3- Lors du chapitre précédent, nous avons mis en évidence le processus qui
conduit vers la pleine restauration de la confiance. Confiance qui s’éprouve dans
l’accompagnement et restaure la confiance en soi et la confiance en Dieu. Le
Christ lui-même montre que la guérison est liée à cet état de confiance par la
parole adressée à ceux qui sont guéris : « Va, ta foi t’a sauvé (guéri) » Mat 9/22,
Marc 5/34; 10/52. Luc 7/50 ; 8/48 ; 17/19 ; 18/42. C’est donc par la foi en Lui,
par une pleine confiance que ces personnes ont été guéries. « C’est par la foi
(confiance en l’amour et en la miséricorde divine) que l’homme est sauvé » dit
Saint Silouane de l’Athos. En grec le mot pistis est traduit indifféremment par
foi ou confiance.
Certes, nous croyons en Dieu et croyons en son amour. Croire en Dieu est une
chose, avoir foi en est une autre (voir Marc 9/24 : « Je crois, viens au secours
de mon manque de foi ». La croyance est une adhésion intellectuelle, la foi est
conjointement un don de Dieu et un mouvement du cœur. Le cœur est le lieu de
l’intégrité personnelle, c’est dans le cœur que se réalise l’unité de la personne.
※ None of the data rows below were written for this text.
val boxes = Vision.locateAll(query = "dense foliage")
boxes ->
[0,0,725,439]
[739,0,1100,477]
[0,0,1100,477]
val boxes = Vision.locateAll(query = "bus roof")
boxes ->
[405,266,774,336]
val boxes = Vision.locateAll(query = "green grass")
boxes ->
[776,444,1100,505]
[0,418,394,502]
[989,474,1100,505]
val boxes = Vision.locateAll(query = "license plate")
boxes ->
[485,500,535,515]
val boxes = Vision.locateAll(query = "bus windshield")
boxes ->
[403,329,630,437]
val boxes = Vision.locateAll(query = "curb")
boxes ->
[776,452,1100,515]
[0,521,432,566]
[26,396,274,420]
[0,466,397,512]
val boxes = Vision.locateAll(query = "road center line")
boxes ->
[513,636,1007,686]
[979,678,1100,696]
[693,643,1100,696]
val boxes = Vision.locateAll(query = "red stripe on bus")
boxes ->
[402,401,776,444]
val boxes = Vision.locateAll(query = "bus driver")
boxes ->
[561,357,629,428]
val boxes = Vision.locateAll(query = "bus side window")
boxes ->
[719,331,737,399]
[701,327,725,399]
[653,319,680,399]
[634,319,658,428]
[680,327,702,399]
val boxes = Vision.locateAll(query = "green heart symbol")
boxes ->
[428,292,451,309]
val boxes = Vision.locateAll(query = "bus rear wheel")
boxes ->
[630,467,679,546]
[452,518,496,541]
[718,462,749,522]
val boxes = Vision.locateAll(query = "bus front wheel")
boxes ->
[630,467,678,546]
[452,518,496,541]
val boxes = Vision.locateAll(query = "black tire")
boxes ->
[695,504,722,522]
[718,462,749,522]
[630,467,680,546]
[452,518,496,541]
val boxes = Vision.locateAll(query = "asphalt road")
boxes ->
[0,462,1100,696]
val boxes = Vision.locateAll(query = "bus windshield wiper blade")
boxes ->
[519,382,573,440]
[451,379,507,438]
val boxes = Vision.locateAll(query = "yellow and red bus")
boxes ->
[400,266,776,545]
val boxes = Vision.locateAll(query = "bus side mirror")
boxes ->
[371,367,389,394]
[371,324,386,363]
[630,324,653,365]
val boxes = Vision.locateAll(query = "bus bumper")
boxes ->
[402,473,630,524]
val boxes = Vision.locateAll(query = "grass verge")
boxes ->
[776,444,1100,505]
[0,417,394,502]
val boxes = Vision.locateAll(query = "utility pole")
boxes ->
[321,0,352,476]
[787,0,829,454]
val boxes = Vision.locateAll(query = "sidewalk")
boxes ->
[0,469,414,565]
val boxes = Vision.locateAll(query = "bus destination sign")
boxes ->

La qualité de la foi dépend de cette unité. Le Christ, dans son enseignement sur
la foi, met en évidence ce caractère d’unicité en appelant à une foi qui ne doute
pas ou n’hésite pas : « Homme de peu de foi, pourquoi as-tu douté ? »Mat 14/
31.
Jésus leur répondit : «En vérité je vous le dis, si vous avez une foi qui n’hésite
point, non seulement vous ferez ce que je viens de faire au figuier, mais même si
vous dites à cette montagne : « Soulève-toi et jette-toi dans la mer », cela se fera.
Et tout ce que vous demanderez dans une prière pleine de foi, vous
l’obtiendrez ». Mat 21/ 21-22. Interpellés par une telle exigence, les apôtres
dirent au Seigneur: «Augmente en nous la foi.» Luc 17/5.

Nous pouvons certainement nous associer aux apôtres pour adresser cette
prière à Dieu, sans oublier de cheminer, par la grâce de Dieu et dans une sainte
synergie, vers l’unité intérieure, l’intégrité du cœur afin de vivre pleinement la
liberté glorieuse des enfants de Dieu.